Kiki Yablon spent her last day Tuesday as the Reader's editor in typical fashion, marking a passage in the column I wrote for this week's paper "a bit overwrought" and deleting it. All of us here not only became used to such rough treatment but learned to depend on it. Any religion half as reliable at saving sinners from their excesses would have millions of adherents on every continent. (The preceding sentence is the sort of extravagance Yablon had no use for.)
Yablon, who'd been at the Reader 14 years, gave notice a month ago and unfortunately was as good as her word.

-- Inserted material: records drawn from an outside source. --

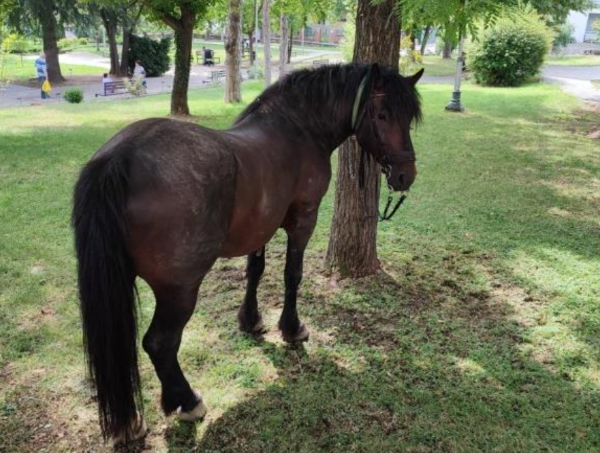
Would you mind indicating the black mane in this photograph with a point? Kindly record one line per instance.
(314, 100)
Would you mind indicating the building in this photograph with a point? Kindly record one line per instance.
(582, 23)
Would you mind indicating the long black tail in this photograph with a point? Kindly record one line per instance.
(107, 291)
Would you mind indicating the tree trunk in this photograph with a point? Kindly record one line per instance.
(352, 247)
(447, 49)
(184, 34)
(283, 44)
(125, 52)
(97, 36)
(110, 25)
(233, 80)
(266, 35)
(290, 44)
(48, 21)
(251, 46)
(128, 30)
(425, 38)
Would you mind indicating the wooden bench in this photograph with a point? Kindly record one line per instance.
(113, 88)
(319, 63)
(209, 61)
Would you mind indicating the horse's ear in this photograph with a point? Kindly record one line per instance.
(413, 79)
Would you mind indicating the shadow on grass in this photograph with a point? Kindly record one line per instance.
(408, 371)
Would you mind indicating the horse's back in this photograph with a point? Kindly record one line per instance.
(180, 196)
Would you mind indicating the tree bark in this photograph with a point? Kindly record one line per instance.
(124, 69)
(128, 30)
(110, 25)
(290, 44)
(352, 247)
(425, 38)
(447, 49)
(184, 36)
(251, 46)
(233, 80)
(283, 44)
(266, 36)
(48, 22)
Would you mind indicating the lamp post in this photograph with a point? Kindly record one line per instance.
(455, 104)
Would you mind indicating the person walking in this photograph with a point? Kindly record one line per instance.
(42, 72)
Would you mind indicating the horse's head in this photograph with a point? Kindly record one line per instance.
(386, 105)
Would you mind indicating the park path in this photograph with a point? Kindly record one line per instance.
(576, 80)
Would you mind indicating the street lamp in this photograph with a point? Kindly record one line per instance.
(455, 104)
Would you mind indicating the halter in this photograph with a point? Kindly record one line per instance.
(357, 118)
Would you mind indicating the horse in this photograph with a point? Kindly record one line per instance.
(164, 199)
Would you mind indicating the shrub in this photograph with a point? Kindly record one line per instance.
(73, 96)
(66, 43)
(14, 44)
(154, 55)
(564, 36)
(511, 51)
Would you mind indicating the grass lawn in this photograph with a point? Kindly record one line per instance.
(482, 334)
(437, 66)
(15, 70)
(588, 60)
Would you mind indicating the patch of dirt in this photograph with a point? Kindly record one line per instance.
(584, 122)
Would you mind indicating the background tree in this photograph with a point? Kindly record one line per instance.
(182, 16)
(352, 249)
(45, 15)
(233, 54)
(266, 38)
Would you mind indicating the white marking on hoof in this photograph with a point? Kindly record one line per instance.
(301, 336)
(259, 327)
(139, 429)
(196, 413)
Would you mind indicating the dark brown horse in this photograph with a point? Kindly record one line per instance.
(164, 199)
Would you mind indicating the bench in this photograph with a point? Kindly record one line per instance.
(113, 88)
(207, 61)
(319, 63)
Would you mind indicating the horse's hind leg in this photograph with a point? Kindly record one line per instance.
(249, 318)
(174, 307)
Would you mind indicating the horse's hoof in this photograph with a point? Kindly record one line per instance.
(300, 336)
(138, 431)
(256, 329)
(197, 413)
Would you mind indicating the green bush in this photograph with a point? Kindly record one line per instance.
(511, 51)
(14, 43)
(73, 96)
(154, 55)
(564, 35)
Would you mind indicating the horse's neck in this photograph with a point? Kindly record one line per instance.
(326, 129)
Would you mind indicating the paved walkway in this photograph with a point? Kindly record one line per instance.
(576, 80)
(200, 77)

Stepping in as acting editor is Geoff Dougherty, who joined the Reader in July as associate publisher after running a couple of interesting online news outlets, the Chi-Town Daily News and the Chicago Current. Dougherty's knowledge of the Internet is a good thing; his lack of long involvement with the Reader might also, from some perspectives, be a good thing, though employees wonder who now speaks for the institutional values we're steeped in.
As if Tuesday was not already disconcerting enough, Marty Petty, CEO of the Creative Loafing chain, sent out an announcement in mid-afternoon that the chain's weak sister, Creative Loafing Sarasota, would disappear after this week's issue. Actually, the demise of this paper is less surprising than the odd sort of afterlife it will enjoy: the Creative Loafing name has been licensed by the New York Times Company Regional Media Group for use by its daily Sarasota Herald-Tribune.

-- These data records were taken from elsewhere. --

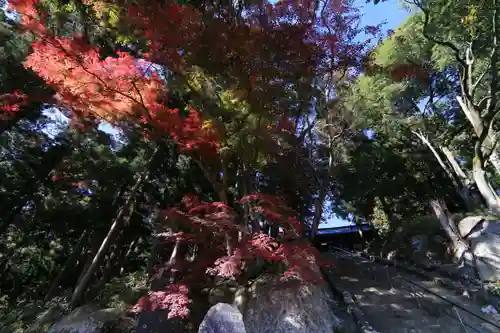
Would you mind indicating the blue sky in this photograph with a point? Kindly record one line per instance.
(393, 14)
(389, 11)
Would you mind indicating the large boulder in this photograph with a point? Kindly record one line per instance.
(466, 225)
(277, 307)
(222, 318)
(483, 237)
(86, 319)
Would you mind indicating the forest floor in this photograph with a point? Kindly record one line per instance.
(392, 304)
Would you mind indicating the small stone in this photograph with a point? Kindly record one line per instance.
(222, 318)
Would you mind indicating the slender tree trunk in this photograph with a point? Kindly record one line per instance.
(70, 262)
(461, 250)
(95, 242)
(451, 175)
(464, 180)
(133, 247)
(459, 246)
(495, 161)
(484, 187)
(125, 213)
(318, 211)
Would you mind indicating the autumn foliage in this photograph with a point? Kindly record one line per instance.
(255, 59)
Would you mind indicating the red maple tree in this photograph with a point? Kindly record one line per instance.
(298, 44)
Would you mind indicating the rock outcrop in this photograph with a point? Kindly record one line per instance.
(483, 237)
(222, 318)
(89, 319)
(86, 319)
(277, 307)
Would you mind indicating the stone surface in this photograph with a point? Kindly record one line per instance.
(275, 307)
(222, 318)
(484, 242)
(466, 225)
(85, 319)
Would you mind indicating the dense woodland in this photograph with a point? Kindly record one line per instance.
(235, 127)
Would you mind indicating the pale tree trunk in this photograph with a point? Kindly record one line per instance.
(464, 179)
(123, 215)
(70, 263)
(459, 246)
(461, 191)
(484, 187)
(495, 161)
(318, 211)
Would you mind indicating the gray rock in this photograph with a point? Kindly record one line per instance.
(276, 307)
(222, 318)
(46, 318)
(157, 322)
(484, 241)
(466, 225)
(486, 249)
(85, 319)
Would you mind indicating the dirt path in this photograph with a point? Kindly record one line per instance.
(392, 304)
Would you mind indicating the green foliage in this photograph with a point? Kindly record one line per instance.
(124, 291)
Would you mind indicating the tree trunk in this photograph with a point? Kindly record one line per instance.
(459, 246)
(70, 263)
(484, 187)
(495, 161)
(318, 211)
(125, 212)
(134, 247)
(451, 175)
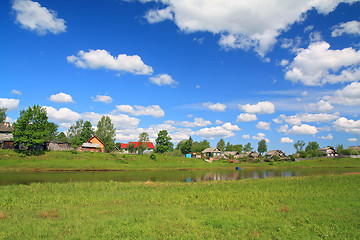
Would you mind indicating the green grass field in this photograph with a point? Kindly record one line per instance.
(323, 207)
(52, 161)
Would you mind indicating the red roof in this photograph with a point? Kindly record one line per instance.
(136, 144)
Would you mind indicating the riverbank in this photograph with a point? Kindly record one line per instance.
(88, 161)
(274, 208)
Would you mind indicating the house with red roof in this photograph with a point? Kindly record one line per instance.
(126, 147)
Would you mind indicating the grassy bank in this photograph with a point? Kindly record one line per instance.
(53, 161)
(324, 207)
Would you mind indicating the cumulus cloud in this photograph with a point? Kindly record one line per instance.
(263, 125)
(16, 92)
(318, 65)
(246, 117)
(30, 15)
(216, 107)
(224, 131)
(347, 125)
(61, 98)
(153, 110)
(102, 98)
(259, 108)
(97, 59)
(241, 24)
(286, 140)
(163, 79)
(328, 137)
(321, 106)
(159, 15)
(349, 95)
(9, 103)
(352, 27)
(261, 136)
(63, 115)
(198, 122)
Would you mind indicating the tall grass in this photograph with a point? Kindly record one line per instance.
(324, 207)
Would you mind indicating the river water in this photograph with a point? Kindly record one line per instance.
(8, 178)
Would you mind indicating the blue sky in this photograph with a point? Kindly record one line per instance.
(239, 70)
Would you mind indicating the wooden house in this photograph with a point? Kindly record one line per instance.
(94, 144)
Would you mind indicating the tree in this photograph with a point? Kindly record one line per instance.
(262, 147)
(221, 144)
(163, 143)
(32, 128)
(106, 133)
(248, 147)
(143, 141)
(3, 115)
(299, 145)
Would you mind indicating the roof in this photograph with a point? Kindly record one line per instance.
(136, 144)
(213, 149)
(6, 127)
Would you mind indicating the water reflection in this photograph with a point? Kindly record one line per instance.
(8, 178)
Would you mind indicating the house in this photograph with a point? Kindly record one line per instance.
(6, 136)
(328, 151)
(212, 153)
(149, 146)
(232, 154)
(273, 153)
(94, 144)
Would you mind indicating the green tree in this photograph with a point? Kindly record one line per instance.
(262, 147)
(106, 133)
(221, 144)
(32, 128)
(61, 137)
(163, 143)
(248, 147)
(3, 115)
(143, 141)
(299, 145)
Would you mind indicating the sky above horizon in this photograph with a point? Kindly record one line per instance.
(243, 71)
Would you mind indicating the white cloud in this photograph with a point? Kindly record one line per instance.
(328, 137)
(97, 59)
(263, 125)
(321, 106)
(246, 117)
(352, 27)
(198, 122)
(61, 98)
(216, 107)
(261, 136)
(318, 65)
(163, 79)
(102, 98)
(243, 24)
(286, 140)
(63, 115)
(349, 95)
(246, 136)
(259, 108)
(224, 131)
(16, 92)
(159, 15)
(30, 15)
(153, 110)
(347, 125)
(9, 103)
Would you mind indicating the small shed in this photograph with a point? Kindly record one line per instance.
(94, 144)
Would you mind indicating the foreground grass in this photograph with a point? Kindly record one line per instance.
(324, 207)
(52, 161)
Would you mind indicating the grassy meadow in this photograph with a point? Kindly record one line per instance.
(54, 161)
(320, 207)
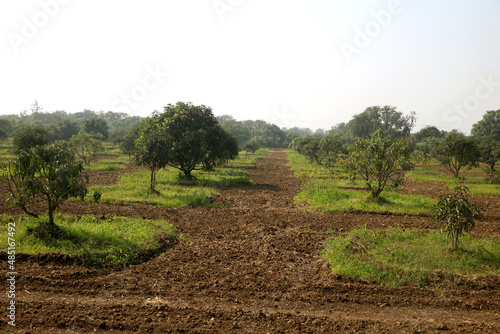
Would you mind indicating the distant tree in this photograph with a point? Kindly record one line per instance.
(489, 126)
(127, 142)
(48, 172)
(385, 118)
(28, 136)
(86, 147)
(270, 135)
(66, 129)
(310, 147)
(379, 160)
(194, 138)
(456, 151)
(323, 150)
(456, 213)
(96, 126)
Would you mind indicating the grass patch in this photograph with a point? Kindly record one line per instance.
(329, 190)
(116, 241)
(325, 195)
(396, 257)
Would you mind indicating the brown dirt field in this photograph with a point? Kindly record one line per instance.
(253, 267)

Reader publisher Alison Draper calls Yablon's resignation "bittersweet" and adds that she's sorry she won't be working with her on the "impending reinvention of the Reader." Draper tells me she's aggressively searching for a "dynamic leader" to succeed Yablon and her goal is to have someone in place "by the first half of February."
In a memo Tuesday after the death of Creative Loafing Sarasota was announced, Draper assured the Reader staff that the company's leadership remains strongly committed to their paper. As evidence, she cited the "intense activity" in the search for a new editor and a new ad director, plus investments in digital products, distribution hardware, and the "reinvention of the print product."
Depending on how you hold it up to the light, reinvention is a word that promises or threatens.